Profile Image for Emma.
56 reviews
May 15, 2017
I had to read this book for a class, but boy did l find it hard to read! Well, to start anyway. The first part is very slow and well, dry, for wont of a better term. It has a morose vibe to it throughout which isn't attractive either. But alas, if you prevail to the end, it's an interesting story, with rich descriptions of each setting, which changes from England, to Africa, to Western Australia. I learnt about the fascinating history of WA, which as an Aussie was brilliant. I want to know more now. The characters are well, 'characters' - very unique with their own idiosyncrasies. I found the ending unexpected and there's some twists in the book too! Recommend.
Profile Image for Heather Goldsmith.
51 reviews2 followers
May 22, 2016
I struggled to get through the first section of the book, as it seemed a bit too indistinct for me. I did enjoy all of the parts set in Western Australia and many of the characters were interesting to read about. I had several laugh out loud moments, but overall it's not the kind of book I'd recommend to anyone. I only pushed through to complete this because I'm reading it for a book club. I'd not have continued after the first part if not for the book group. That said, I'm looking forward to discussing this tale with others in about a week.

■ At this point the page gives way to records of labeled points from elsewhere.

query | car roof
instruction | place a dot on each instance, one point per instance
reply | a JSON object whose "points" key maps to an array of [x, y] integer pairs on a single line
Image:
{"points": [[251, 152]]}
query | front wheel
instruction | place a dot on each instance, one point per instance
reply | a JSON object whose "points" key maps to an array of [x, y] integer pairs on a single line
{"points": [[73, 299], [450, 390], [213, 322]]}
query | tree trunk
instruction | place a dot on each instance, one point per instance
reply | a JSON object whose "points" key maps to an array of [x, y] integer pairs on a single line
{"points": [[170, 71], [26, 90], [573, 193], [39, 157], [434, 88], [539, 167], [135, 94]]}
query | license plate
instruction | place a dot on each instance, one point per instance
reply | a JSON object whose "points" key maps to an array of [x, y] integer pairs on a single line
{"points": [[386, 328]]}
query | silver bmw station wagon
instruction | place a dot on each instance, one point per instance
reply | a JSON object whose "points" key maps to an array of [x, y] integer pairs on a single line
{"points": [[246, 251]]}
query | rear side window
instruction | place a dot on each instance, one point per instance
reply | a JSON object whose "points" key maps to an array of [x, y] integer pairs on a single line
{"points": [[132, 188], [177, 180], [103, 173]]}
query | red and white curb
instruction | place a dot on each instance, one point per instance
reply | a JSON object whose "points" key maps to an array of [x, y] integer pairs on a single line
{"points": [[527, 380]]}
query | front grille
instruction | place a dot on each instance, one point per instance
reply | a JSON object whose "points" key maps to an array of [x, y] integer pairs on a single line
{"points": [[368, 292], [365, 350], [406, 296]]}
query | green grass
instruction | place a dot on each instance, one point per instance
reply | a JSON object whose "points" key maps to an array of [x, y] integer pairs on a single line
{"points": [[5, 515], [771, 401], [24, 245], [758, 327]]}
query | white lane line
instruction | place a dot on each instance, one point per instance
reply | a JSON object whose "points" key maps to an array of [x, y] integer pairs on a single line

Profile Image for Rich Gamble.
82 reviews8 followers
abandoned
December 30, 2011
I consider Robert Drewe's the bodysurfers to be one of the best Australian books ever but this is certainly not. Vague and disjointed story that tries to set up an occupation of drowning crops ie manipulating water on the farm to be semi religious, weird character names such as 'Alphabet Dance' and some romance between an engineer and a pretentious actress. Gave up after approx 50 pages.
Profile Image for Heikki.
20 reviews
August 10, 2011
I'm glad I persisted with this Robert Drewe book.It wasn't easy going at the start and probably half the book, but then things got interesting. Water is used as a metaphor for a lot of things including life and death. There is a lot going on here - I liked The Shark Net better, but will now search out another Drewe to read, maybe the Ned Kelly one
Profile Image for Christina.
2 reviews
November 16, 2015
I found this book difficult to start - but once the story hit Western Australia, it really picked up. I found that quite a few things in the book were quite vague, and difficult to interpret, so I'm looking forward to my bookclub discussion to see if others interpreted the story the same way as I did.
Profile Image for Michael Scott.
15 reviews3 followers
January 3, 2017
Poetic prose often makes for a lumpy, leaden or overwrought story. Robert Drewe's visceral, languid and sensuous language ensures that 'The Drowner' eddies and churns where others sink like sack stuffed cats thrown into the canal. The books swirls from Wiltshire to Australia with a sense of wonder and hope in spite of the harshest realities. A beautiful book.
Profile Image for D.
543 reviews4 followers
February 27, 2025
Gave up. Dull. One star is one too many.